Questor hizo un ademán y el vino apareció a su lado. El mago estaba sentado a su derecha. Abernathy y Juanete aparecieron y se sentaron a su izquierda. Chirivía se uniría a ellos después de la cena. Una familia completa y feliz.

Ben miró al mago.

—Lo diré una vez más, Questor, no quiero sorpresas. Quiero saberlo todo. Quiero cuanto tenga relación con este medallón. Quiero saber quién es Meeks. Quiero saber quién vendió Landover y por qué. Quiero saberlo todo.

Abernathy apoyó sus patas delanteras en la mesa y lo miró por encima de las gafas.

—Yo bebería el vino antes, gran señor, si fuese vos.

La cara peluda le dirigió una sonrisa de connivencia a Juanete, que estaba sentado junto a él. El kobold le correspondió, emitió un siseo y mostró todos los dientes.

Ben bebió vino.

Consumió gran parte de la botella antes de que Chirivía apareciese con la cena. El kobold sirvió un estofado de carne y verduras, pan recién cocido, quesos y pasteles. Por mal que fuesen las cosas al menos no se moriría de hambre.

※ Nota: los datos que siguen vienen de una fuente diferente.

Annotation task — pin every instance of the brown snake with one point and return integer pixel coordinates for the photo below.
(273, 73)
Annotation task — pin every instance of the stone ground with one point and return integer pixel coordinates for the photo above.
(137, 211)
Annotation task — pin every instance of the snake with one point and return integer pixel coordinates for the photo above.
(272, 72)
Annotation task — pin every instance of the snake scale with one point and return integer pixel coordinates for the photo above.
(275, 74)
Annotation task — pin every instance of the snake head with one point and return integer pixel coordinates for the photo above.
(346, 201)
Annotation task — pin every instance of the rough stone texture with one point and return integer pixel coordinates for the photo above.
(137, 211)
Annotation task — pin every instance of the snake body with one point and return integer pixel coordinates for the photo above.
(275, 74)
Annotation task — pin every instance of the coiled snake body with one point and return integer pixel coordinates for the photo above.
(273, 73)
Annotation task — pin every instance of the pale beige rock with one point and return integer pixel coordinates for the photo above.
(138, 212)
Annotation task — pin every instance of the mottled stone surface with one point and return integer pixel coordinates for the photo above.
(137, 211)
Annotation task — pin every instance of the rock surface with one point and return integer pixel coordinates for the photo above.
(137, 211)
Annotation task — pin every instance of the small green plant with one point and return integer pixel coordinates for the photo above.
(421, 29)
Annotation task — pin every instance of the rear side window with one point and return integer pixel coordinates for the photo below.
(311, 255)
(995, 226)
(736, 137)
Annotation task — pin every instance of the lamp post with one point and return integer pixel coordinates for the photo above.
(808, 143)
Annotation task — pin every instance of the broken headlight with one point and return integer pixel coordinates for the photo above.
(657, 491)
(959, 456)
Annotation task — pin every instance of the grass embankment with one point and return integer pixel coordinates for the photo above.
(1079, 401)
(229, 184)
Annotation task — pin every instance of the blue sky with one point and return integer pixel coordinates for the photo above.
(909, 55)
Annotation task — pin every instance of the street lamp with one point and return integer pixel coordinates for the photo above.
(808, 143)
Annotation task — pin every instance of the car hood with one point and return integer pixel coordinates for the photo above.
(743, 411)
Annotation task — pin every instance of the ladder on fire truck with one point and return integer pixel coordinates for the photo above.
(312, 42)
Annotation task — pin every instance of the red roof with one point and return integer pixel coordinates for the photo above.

Comió un plato de estofado con trozos de pan y queso, bebió varios vasos de vino y pensó en Annie, en Miles y en lo que había dejado atrás. Questor discutía con Abernathy sobre cualquier cosa desde la composición de una comida equilibrada hasta el papel de la magia en el cuidado de la salud. Los kobolds sonreían y se comían todo lo que estaba a su alcance. Cuando llegó el momento de repetir, Questor encontró que el estofado estaba demasiado frío y ordenó que lo recalentaran. Chirivía siseó y mostró los dientes. Entonces, Abernathy sugirió que sería mejor tomarlo como estaba. Questor se mostró en desacuerdo. La discusión terminó cuando el mago usó la magia para recalentarlo en la fuente que lo contenía y ésta explotó en llamas propagando el fuego por la mesa y la mantelería de hilo que la cubría. Todos se levantaron de un salto, gritando, siseando y ladrando al mismo tiempo. Questor volvió a usar la magia, y llovió dentro del comedor durante veinte minutos.

Eso fue suficiente para Ben. Con el vaso de vino en la mano y precedido por Abernathy, se retiró a las habitaciones reales, chamuscado, empapado y aturdido. Al acostarse, espero que el día siguiente fuese mejor.